Packetslave/SREcon14.py

## SREcon14.py
#!/bin/env python
"""
Twitter Coding Challenge
#SREcon 2014

Collect samples of Linux kernel network statistics and report the minimum,
maximum, and average delta for each over a given interval.

Uses the Google gflags module for parsing command-line arguments.
Available on PyPI (pip install python-gflags)

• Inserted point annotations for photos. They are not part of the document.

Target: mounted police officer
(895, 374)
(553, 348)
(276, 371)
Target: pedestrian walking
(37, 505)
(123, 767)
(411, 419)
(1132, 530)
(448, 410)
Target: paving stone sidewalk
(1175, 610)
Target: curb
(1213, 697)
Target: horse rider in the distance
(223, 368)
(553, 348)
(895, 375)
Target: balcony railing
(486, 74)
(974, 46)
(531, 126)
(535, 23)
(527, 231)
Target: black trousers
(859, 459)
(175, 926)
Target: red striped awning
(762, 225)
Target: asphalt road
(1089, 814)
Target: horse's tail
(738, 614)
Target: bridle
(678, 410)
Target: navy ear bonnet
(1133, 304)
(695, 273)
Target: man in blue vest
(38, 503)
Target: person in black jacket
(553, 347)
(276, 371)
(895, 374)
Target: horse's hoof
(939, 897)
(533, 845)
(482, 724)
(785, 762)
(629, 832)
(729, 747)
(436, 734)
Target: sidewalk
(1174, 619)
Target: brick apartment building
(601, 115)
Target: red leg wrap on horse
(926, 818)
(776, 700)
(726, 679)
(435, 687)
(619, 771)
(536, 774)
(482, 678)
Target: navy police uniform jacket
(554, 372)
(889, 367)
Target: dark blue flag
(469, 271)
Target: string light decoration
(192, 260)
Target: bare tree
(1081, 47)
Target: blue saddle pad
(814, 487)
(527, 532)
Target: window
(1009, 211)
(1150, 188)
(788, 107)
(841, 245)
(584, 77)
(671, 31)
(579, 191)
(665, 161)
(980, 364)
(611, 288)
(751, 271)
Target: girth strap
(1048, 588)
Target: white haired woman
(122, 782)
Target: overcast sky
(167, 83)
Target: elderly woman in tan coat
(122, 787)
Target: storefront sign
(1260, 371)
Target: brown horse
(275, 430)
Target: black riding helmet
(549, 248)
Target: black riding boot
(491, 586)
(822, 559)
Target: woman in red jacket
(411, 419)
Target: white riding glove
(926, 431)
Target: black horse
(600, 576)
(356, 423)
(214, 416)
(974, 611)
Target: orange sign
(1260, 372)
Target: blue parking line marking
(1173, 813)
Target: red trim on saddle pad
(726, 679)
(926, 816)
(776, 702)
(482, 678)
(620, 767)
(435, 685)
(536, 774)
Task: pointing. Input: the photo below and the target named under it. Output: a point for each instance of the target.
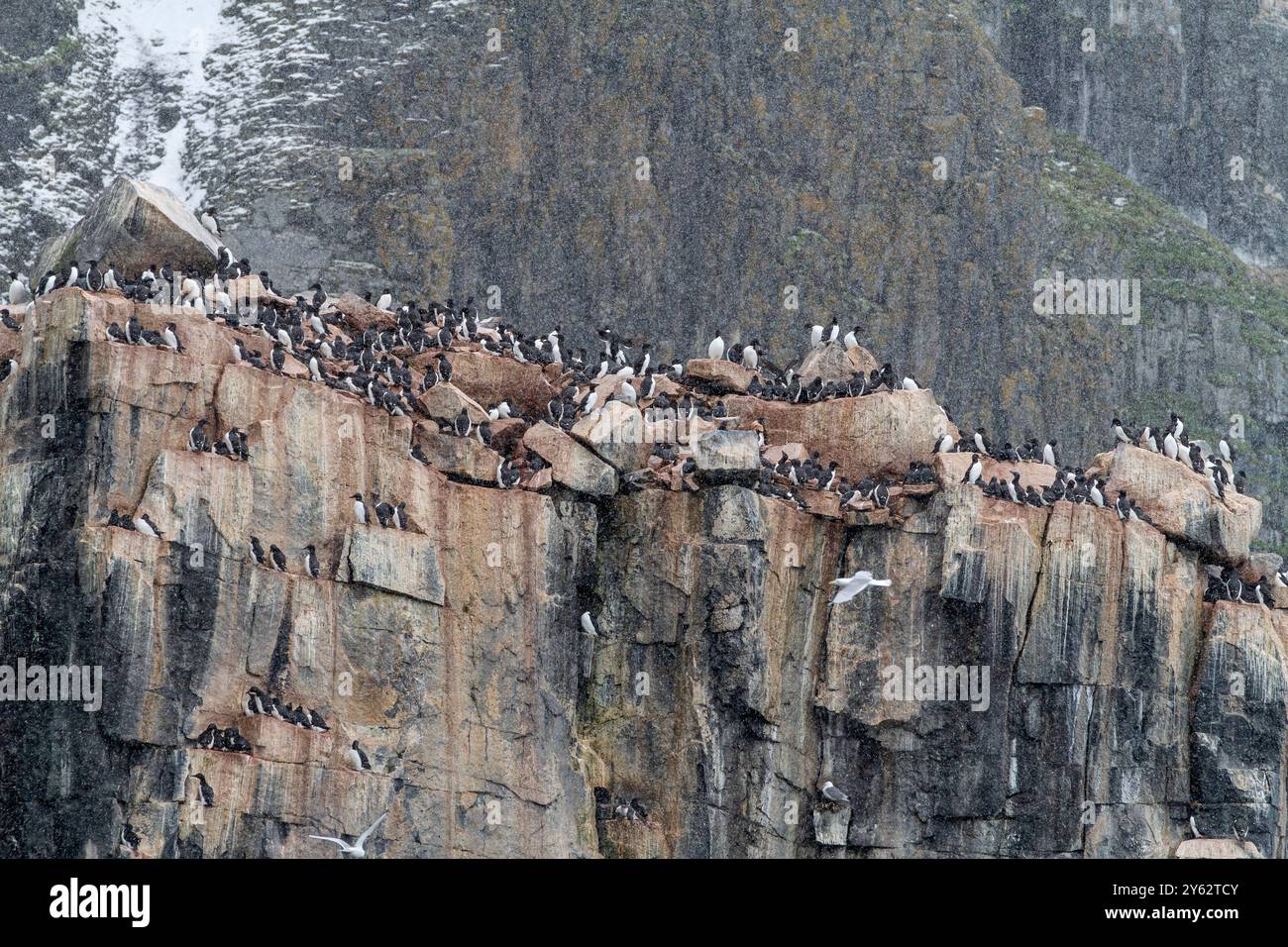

Usage: netstat.py [options]

  --stats: comma-separated list of stats to sample
    (default: '')
  --count: samples to collect
    (default: '5')
    (an integer)
  --interval: seconds to sleep between samples
    (default: '1')
    (an integer)
  --[no]names: include the name of each stat in the output
    (default: 'false')
  --[no]debug: log debug info
    (default: 'false')
  --netstat_file: for testing
    (default: '/proc/net/netstat')

The output is designed to be machine readable:

  $ netstat.py --stats=InOctets,OutOctets --count=5 --interval=1
  52 312 182
  100 732 395

  $ netstat.py --stats=InOctets,OutOctets --count=5 --interval=1 --names
  InOctets 52 312 182
  OutOctets 100 732 395

Written and tested using Python 2.7 using PEP8 style. Python 3 is untested.
"""

__author__ = 'Brian Landers <brian@packetslave.com>'

import collections
import itertools
import logging
import sys
import time

import gflags
FLAGS = gflags.FLAGS

gflags.DEFINE_string('stats', '', 'comma-separated list of stats to sample')
gflags.DEFINE_integer('interval', 1, 'seconds to sleep between samples')
gflags.DEFINE_integer('count', 5, 'samples to collect')
gflags.DEFINE_boolean(
    'names', False, 'include the name of each stat in the output')
gflags.DEFINE_string('netstat_file', '/proc/net/netstat', 'for testing')
gflags.DEFINE_boolean('debug', False, 'log debug info')


def get_raw_stats(filename):
    """Read the kernel network stats from /proc and return them in a dict.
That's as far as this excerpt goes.